Die Deportation der jüdischen Bürger und Bürgerinnen aus Baden und der Saarpfalz in das Internierungslager Gurs in Südfrankreich
Am Morgen des 22.10.1940, am letzten Tag des jüdischen Laubhüttenfestes, drangen Polizeibeamte in die Wohnungen der jüdischen Bürger*innen ein und forderten die zumeist älteren Menschen auf, schnell das Nötigste einzupacken. Mitnehmen durften sie maximal 50 kg Gepäck und 100 Reichsmark. Den ganzen Tag über wurden unter den Augen ihrer Mitbürger*innen 379 Freiburger Jüd*innen aus ihren Wohnungen geholt und zu zwei Sammelstellen im Stühlinger gebracht. Dort mussten sie eine Abtretungserklärung für ihre gesamte Habe unterschreiben. In der Nacht fuhren Autobusse die Zusammengetriebenen zu den Zügen am Güterbahnhof. Die Zugfahrt nach Gurs dauerte drei Tage und vier Nächte, einige Ältere starben bereits auf der strapaziösen Reise. Die Gauleiter von Baden und der Saarpfalz Robert Wagner und Joseph Bürckel hatten die Deportation der 6500 jüdischen Bürger*innen angeordnet und mit Unterstützung des Reichssicherheitshauptamtes durchgeführt. Am 23. Oktober meldete Wagner nach Berlin, sein Gau sei als erster Gau des Reiches „judenrein". Am selben Tag erklärte er den Besitz und das Vermögen der Deportierten für beschlagnahmt und dem Land Baden zugefallen.

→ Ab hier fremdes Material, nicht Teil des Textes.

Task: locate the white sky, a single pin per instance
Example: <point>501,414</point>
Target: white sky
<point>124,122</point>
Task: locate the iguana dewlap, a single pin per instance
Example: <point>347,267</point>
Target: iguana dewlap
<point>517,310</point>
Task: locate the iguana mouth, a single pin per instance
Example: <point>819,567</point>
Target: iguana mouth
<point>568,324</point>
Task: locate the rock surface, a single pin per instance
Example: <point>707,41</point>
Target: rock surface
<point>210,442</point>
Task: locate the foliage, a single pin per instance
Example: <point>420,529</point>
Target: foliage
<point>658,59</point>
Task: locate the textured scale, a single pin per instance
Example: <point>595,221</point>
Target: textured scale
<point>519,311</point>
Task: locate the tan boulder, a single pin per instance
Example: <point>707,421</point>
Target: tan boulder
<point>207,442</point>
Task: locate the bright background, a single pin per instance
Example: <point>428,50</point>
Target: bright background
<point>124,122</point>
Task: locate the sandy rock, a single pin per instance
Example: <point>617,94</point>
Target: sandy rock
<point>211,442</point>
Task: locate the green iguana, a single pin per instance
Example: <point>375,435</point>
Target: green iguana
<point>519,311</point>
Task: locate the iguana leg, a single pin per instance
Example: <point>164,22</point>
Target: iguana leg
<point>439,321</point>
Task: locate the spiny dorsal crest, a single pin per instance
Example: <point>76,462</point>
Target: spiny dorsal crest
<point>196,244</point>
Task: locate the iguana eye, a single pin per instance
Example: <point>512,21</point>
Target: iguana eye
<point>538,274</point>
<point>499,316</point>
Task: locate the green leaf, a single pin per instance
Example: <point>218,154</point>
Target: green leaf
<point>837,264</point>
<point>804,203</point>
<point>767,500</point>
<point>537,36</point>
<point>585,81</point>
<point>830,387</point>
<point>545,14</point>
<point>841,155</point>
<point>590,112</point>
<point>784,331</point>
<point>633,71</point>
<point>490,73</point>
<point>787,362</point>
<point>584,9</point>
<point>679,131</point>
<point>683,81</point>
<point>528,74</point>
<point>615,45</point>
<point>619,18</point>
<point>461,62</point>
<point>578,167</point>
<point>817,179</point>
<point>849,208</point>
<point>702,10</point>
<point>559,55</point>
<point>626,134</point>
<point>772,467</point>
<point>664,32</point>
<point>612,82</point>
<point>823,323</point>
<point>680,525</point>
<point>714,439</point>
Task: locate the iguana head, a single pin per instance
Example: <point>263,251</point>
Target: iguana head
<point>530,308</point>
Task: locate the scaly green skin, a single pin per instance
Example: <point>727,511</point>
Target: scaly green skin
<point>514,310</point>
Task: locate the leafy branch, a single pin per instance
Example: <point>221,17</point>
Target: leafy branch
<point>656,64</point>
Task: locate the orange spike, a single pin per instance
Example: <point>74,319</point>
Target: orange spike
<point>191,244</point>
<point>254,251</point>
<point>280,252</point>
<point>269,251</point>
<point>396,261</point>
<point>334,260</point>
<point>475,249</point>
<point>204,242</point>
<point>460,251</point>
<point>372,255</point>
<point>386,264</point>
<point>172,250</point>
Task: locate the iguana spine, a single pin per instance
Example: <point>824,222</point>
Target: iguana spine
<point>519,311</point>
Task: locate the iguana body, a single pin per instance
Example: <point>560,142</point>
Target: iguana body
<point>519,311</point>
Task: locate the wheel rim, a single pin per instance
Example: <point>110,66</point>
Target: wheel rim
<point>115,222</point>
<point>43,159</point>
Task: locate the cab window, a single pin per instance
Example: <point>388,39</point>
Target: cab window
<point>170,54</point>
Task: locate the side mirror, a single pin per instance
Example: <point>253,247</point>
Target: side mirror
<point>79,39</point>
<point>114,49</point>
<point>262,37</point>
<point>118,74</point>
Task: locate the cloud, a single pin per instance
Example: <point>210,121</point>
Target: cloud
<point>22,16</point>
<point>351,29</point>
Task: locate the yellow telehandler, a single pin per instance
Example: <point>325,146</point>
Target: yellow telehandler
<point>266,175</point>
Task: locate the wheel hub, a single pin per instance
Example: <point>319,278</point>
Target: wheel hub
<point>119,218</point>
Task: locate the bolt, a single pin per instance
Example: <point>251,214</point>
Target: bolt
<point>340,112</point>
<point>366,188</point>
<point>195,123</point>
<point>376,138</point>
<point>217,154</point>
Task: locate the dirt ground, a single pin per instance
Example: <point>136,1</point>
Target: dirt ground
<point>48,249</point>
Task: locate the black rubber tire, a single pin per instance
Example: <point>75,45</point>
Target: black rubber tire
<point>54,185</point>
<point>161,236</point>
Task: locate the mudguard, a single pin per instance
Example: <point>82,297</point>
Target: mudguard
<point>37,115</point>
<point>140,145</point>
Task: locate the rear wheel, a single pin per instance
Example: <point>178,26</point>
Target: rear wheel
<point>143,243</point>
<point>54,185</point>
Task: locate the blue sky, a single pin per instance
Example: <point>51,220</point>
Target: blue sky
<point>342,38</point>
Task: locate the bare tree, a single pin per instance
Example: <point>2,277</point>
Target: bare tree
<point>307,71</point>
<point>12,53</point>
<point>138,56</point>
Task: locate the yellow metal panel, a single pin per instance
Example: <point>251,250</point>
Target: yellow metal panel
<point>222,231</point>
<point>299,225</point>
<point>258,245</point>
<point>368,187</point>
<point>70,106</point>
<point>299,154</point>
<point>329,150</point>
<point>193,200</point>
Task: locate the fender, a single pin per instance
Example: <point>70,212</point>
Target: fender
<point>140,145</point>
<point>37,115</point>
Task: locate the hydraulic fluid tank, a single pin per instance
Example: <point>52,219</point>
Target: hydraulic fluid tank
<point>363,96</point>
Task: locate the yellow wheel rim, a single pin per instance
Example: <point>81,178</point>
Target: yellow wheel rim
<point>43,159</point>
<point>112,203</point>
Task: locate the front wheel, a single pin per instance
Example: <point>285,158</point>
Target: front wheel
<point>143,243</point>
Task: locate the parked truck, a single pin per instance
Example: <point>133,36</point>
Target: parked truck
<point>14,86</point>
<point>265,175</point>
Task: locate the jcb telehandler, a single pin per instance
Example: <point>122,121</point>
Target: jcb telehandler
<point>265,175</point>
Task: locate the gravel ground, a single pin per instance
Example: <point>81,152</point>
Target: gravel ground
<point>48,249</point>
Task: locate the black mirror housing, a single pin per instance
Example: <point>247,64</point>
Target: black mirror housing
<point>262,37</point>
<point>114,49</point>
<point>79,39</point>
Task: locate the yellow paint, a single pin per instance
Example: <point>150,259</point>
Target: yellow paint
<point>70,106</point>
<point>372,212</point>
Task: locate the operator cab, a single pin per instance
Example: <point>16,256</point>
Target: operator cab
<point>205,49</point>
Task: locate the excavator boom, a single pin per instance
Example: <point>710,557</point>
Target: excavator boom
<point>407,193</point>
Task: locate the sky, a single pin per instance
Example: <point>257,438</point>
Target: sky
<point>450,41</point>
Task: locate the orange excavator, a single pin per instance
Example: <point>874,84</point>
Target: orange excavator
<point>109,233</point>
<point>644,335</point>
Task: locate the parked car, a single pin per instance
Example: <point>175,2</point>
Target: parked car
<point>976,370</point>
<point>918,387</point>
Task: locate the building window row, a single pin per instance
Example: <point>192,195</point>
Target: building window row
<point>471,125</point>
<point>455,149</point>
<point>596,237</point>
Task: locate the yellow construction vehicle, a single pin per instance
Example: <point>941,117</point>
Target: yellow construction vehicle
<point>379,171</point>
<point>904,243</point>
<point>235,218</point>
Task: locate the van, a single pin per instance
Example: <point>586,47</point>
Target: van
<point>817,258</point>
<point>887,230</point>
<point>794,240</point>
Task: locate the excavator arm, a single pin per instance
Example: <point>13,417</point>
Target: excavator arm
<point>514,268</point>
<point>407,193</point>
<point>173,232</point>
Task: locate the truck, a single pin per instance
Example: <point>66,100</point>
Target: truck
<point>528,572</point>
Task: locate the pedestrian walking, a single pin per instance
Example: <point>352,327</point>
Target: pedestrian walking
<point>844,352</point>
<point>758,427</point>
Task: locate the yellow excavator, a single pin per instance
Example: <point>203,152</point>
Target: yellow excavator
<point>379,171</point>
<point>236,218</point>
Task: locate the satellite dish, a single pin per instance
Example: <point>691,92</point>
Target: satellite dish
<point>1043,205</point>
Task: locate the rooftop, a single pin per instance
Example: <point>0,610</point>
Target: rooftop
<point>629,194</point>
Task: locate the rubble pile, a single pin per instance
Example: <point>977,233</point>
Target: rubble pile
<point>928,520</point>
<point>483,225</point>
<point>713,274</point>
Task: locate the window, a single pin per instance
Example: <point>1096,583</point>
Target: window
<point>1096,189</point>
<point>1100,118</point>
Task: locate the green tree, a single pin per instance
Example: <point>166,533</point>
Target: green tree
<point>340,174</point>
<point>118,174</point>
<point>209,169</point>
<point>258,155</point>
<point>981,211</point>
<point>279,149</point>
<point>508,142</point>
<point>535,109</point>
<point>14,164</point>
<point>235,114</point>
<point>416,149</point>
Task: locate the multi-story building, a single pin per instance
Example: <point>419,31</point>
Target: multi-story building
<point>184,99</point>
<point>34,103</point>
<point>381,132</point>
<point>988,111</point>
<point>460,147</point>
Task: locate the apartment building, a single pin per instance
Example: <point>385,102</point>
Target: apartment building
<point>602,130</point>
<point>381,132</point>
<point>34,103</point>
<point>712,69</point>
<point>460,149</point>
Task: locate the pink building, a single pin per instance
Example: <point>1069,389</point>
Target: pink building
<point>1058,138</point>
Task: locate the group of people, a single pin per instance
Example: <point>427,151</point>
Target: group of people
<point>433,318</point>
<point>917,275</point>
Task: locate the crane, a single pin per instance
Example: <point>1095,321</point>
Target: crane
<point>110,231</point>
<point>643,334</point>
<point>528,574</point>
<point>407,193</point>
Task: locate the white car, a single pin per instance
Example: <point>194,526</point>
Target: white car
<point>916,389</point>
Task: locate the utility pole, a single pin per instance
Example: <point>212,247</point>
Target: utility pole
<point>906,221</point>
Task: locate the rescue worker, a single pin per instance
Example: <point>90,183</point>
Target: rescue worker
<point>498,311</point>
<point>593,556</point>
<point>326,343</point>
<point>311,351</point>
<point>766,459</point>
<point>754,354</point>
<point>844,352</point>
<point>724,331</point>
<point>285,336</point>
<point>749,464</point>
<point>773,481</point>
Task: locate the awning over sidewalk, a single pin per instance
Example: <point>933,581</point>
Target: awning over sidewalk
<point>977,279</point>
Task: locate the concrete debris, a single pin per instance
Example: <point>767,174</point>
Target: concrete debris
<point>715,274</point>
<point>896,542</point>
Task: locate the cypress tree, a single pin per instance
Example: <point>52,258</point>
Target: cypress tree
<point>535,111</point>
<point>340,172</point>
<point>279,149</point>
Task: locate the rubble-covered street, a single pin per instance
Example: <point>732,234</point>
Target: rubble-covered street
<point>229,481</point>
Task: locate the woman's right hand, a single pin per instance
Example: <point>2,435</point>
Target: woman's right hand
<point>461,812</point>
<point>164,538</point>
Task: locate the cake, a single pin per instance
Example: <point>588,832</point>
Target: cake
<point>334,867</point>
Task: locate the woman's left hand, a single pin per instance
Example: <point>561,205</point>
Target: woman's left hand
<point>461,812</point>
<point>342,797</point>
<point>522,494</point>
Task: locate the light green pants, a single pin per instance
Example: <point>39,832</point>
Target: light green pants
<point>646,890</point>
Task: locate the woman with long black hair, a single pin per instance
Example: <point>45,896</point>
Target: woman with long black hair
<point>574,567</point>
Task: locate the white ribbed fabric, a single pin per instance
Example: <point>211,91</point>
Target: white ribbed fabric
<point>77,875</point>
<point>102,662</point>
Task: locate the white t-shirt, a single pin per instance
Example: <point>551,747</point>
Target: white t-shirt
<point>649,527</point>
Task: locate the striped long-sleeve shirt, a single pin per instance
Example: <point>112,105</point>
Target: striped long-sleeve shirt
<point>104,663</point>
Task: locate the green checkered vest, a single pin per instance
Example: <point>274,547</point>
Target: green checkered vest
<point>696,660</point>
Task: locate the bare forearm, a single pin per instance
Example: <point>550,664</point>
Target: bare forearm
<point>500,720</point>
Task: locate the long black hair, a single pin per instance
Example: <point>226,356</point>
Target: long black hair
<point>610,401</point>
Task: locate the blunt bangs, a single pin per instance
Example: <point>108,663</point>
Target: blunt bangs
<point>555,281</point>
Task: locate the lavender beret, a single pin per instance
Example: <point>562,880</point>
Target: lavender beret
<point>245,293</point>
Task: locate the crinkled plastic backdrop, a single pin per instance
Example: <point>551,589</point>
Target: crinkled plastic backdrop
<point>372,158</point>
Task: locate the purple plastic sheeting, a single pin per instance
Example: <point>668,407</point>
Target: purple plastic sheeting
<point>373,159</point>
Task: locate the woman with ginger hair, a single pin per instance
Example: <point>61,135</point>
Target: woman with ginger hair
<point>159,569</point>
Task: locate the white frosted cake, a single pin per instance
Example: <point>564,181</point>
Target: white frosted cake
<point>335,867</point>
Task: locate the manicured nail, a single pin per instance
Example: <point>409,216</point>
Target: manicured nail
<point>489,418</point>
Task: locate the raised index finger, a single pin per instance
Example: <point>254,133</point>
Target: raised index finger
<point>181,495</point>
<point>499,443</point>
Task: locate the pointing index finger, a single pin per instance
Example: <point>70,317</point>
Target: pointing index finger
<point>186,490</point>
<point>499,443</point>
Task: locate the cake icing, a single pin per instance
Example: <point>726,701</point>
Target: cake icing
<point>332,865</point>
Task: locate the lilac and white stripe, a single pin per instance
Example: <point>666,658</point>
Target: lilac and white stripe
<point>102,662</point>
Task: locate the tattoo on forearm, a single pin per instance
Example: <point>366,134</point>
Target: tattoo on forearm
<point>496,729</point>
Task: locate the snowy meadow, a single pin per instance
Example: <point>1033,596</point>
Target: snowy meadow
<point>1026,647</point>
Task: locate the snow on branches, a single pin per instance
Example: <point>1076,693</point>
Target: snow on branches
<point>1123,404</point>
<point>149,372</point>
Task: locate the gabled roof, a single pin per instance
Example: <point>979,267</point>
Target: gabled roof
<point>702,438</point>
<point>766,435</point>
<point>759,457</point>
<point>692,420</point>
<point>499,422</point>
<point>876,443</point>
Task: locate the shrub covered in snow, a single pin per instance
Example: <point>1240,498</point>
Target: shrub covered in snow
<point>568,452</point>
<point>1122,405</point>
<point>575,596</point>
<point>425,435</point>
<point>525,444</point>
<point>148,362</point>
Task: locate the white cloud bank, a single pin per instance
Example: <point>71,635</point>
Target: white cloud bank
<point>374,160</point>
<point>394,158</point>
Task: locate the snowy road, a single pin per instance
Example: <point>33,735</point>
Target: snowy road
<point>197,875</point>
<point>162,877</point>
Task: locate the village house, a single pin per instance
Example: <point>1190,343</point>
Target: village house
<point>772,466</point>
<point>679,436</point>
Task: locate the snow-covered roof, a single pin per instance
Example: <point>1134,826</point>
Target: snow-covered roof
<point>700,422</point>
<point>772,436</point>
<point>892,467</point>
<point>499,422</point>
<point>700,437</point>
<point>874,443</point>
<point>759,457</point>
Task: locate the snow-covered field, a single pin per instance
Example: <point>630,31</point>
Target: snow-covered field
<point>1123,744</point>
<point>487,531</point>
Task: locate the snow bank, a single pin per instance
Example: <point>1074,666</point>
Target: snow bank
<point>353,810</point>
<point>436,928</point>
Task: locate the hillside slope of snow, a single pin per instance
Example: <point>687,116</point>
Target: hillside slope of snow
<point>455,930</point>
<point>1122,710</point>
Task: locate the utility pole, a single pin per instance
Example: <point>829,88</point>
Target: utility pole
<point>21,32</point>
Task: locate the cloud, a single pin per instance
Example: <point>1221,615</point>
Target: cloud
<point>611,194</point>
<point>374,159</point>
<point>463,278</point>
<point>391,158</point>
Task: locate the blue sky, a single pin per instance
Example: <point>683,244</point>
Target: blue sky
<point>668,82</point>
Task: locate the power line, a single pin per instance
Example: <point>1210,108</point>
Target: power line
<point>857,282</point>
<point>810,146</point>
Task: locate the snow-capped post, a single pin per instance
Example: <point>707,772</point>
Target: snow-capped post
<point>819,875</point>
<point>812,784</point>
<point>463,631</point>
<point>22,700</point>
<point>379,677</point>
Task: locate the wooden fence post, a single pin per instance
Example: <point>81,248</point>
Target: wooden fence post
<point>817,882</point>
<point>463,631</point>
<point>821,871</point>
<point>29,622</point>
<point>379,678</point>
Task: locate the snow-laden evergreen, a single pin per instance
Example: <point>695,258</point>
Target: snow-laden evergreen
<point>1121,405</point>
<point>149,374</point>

Aus Anlass des Jahrestages und aufgrund des zunehmenden Antisemitismus haben wir uns mit der jüdischen Geschichte in unserem Stadtteil „Im Grün" und ganz konkret in der Spechtpassage in der Wilhelmstr. 15 beschäftigt.
Aufgrund der Nähe zur Synagoge lebten viele Jüd*innen im Grün, und es gab 13 jüdische Gewerbebetriebe, davon zwei in der Spechtpassage: Seit 1930 hatte die Süddeutsche Papiergesellschaft hier ihren Sitz. Betrieben wurde das Unternehmen von den beiden Brüdern Jakob und Alfons Wertheimer. Ab 1920 hatte Julius Haas, der Bezirksdirektor der Iduna Versicherungen, seine Arbeits-und Wohnräume in der Wilhelmstraße 15. An der Vorderfont ist noch sein Name zu lesen.
Unsere für Oktober geplante Veranstaltung zu jüdischem Leben im Grün und zu den Deportationen mussten wir coronabedingt auf nächstes Frühjahr verschieben. Deshalb möchten wir in den folgenden Newslettern über die Schicksale der Familien Wertheimer und Haas berichten, die seit 1933 Entrechtung, Verarmung und Lagerhaft erleben mussten und 1940 nach Gurs deportiert wurden.
In unserem aktuellen Schaufenster stellen wir Bücher zum Thema aus.
Nachfolgend empfehlen wir Ihnen weitere Erinnerungsprojekte, die die jüdische Geschichte im Grün erarbeitet haben, und möchten Sie zudem auf die Veranstaltungen zum Gedenktag hinweisen.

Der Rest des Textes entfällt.